Добавляли девки, что вначале шагали со спевки, собирали цветы, откопали и гриб, да вдруг сшиб в кусты аромат, дремучий, как туча, испуг, сапог и мат:
– Но просвистал нахал между ног, как под одеждой ветерок: не сыскать и с овчаркой. А жалко! За ним – должок, а не дым из корыта!
Поправляли за прядью прядь – уточняли:
– Вранье! Наш дядя не имел ни подарка, ни корыта!
– А мое? Напрострел изрыто!
Объясняли детали:
– Кабы ромашил ваш маршал с дояркой немытой, по коровьему маршу от бабы накрыли бы простофилю, как солдата в самоволке. А так – что ему, помойному волку? Наши ароматы – нештяк: греют, как лучшие, но – не летучие. Номер – дохлый. Помер пахучий без расплаты, и не в вонючей куче, а в сохлой.

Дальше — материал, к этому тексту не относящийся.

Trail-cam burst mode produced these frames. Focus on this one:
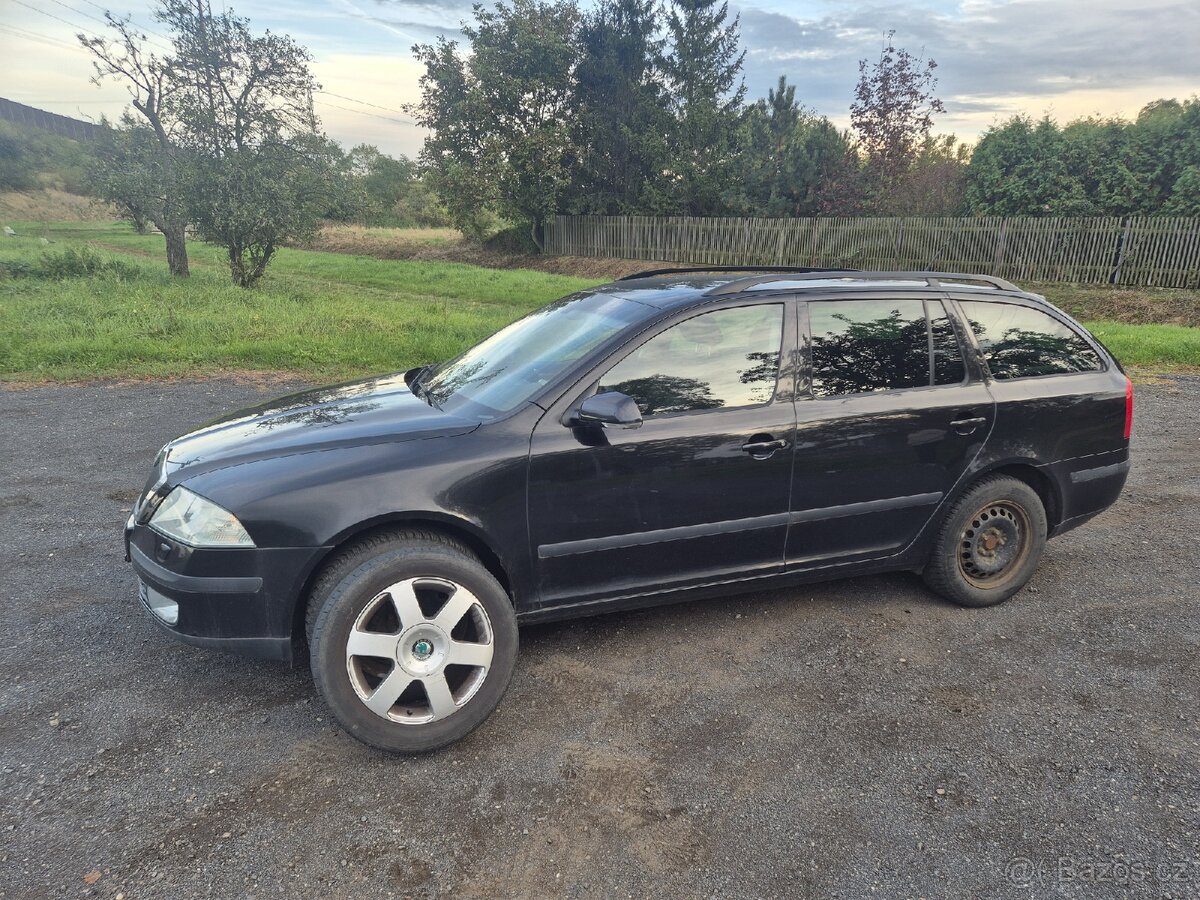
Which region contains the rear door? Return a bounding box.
[787,292,995,569]
[529,299,796,606]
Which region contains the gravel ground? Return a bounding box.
[0,378,1200,900]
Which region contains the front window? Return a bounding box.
[415,293,653,420]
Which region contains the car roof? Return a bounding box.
[598,266,1043,310]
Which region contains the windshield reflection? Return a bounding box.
[420,293,652,419]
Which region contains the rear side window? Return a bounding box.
[598,304,784,416]
[809,298,966,397]
[959,300,1103,379]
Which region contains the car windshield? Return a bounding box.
[418,293,653,419]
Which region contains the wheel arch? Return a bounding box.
[946,460,1063,532]
[292,511,516,643]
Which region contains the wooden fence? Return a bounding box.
[546,216,1200,288]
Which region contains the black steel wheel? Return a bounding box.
[924,475,1046,606]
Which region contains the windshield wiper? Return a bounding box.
[408,362,442,409]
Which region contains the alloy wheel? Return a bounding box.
[346,577,494,725]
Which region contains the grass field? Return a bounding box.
[0,226,595,382]
[0,223,1200,382]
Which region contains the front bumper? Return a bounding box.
[126,524,325,664]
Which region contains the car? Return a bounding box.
[125,268,1133,752]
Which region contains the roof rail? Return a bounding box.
[617,265,858,281]
[706,269,1021,296]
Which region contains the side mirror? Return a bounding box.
[575,391,642,428]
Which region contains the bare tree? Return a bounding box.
[79,0,343,287]
[78,12,188,276]
[850,31,946,192]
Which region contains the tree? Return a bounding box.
[78,12,188,276]
[1062,118,1144,216]
[88,113,188,243]
[734,78,850,216]
[571,0,672,215]
[79,0,341,287]
[850,31,946,206]
[1129,97,1200,215]
[966,115,1093,216]
[1162,166,1200,217]
[410,0,580,248]
[661,0,745,216]
[872,134,971,216]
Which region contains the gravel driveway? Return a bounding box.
[0,378,1200,900]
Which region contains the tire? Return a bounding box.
[306,530,517,754]
[923,475,1046,607]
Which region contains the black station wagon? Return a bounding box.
[126,269,1133,751]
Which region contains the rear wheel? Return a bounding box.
[308,532,517,752]
[924,475,1046,606]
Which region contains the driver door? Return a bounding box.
[528,298,797,607]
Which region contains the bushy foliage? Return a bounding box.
[966,98,1200,216]
[0,122,91,193]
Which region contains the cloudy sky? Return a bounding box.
[0,0,1200,154]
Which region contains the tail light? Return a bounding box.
[1126,376,1133,440]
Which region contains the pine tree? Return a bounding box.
[570,0,671,215]
[660,0,745,216]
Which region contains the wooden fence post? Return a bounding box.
[991,218,1008,277]
[1109,217,1133,284]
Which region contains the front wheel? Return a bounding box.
[308,532,517,752]
[924,475,1046,606]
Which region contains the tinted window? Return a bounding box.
[809,298,931,397]
[961,300,1100,378]
[599,304,784,415]
[925,300,967,384]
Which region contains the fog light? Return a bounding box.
[138,581,179,625]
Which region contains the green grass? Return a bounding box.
[1086,322,1200,372]
[0,223,1200,382]
[0,226,595,382]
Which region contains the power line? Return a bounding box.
[313,98,416,125]
[317,90,416,118]
[73,0,170,43]
[0,23,86,53]
[12,0,170,53]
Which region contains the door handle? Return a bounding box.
[950,415,988,434]
[742,438,787,457]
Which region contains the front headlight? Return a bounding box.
[150,487,254,547]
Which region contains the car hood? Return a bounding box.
[160,373,479,480]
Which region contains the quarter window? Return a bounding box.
[598,304,784,416]
[960,300,1102,379]
[809,298,966,397]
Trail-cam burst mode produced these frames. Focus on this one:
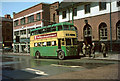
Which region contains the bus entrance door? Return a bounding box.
[58,39,61,49]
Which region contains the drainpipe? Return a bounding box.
[110,1,112,52]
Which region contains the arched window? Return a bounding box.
[84,25,91,37]
[99,23,107,40]
[116,20,120,40]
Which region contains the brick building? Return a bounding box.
[57,1,120,53]
[0,14,13,48]
[13,2,59,52]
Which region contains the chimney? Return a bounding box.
[5,14,11,19]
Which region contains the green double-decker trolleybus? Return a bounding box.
[30,22,79,60]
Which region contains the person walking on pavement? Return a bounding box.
[91,42,95,58]
[101,43,107,57]
[82,43,86,56]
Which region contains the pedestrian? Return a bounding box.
[91,42,95,58]
[101,43,107,57]
[82,43,86,56]
[86,44,91,57]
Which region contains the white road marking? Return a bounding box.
[25,68,48,75]
[51,64,82,68]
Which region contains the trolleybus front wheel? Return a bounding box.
[58,51,65,60]
[35,51,40,59]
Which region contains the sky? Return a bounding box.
[0,0,62,18]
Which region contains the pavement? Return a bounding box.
[0,52,120,61]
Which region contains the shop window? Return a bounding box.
[62,11,66,19]
[53,13,55,22]
[85,4,90,14]
[84,25,91,37]
[52,41,56,46]
[63,25,69,30]
[14,20,19,26]
[99,23,107,40]
[20,18,25,25]
[117,1,120,7]
[28,15,34,23]
[58,26,62,31]
[99,2,106,10]
[116,21,120,40]
[47,42,51,46]
[36,13,41,21]
[66,38,71,46]
[34,43,37,47]
[73,8,77,16]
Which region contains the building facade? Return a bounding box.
[57,1,120,53]
[1,14,13,48]
[13,2,59,53]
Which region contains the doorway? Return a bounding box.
[83,24,92,45]
[58,39,61,49]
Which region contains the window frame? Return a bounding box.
[99,2,107,11]
[99,23,108,40]
[84,4,91,14]
[62,10,67,19]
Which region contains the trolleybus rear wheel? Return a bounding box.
[58,51,65,60]
[35,51,40,59]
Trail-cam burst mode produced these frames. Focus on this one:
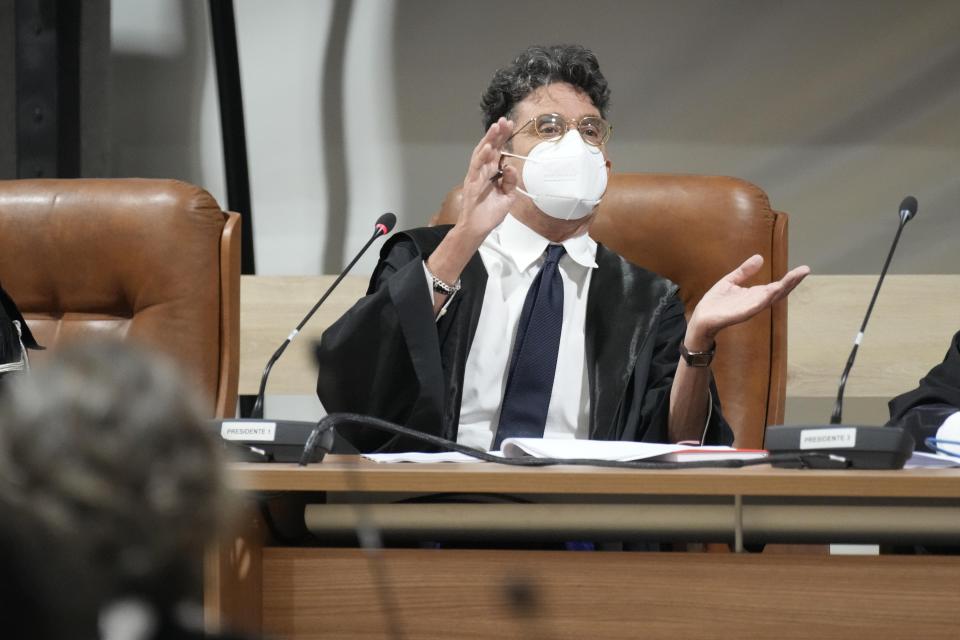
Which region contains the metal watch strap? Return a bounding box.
[423,260,460,296]
[680,342,717,367]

Или, скорее, убили в автомобиле!
7
Балуй – не балуй, а выдаст – поцелуй!
Случилось, что на вокзале, где торговали распивочно и на вынос, ошибочно, не любя, поцеловал отъезжающего женатый дед, амбал, живучий и в беде, как земная твердь, а не фифка, тощий и бородатый, как заливная щучья гривка.
Лохматый старикан утверждал, что стакан – мера, и называл себя провожающим офицера на морскую помывку.
Вспоминал, что отправлял, тоскуя, как на смерть, а полагал – к теще на блины да на побывку.
Сели на рельсе, пели от хмеля песни, как умельцы.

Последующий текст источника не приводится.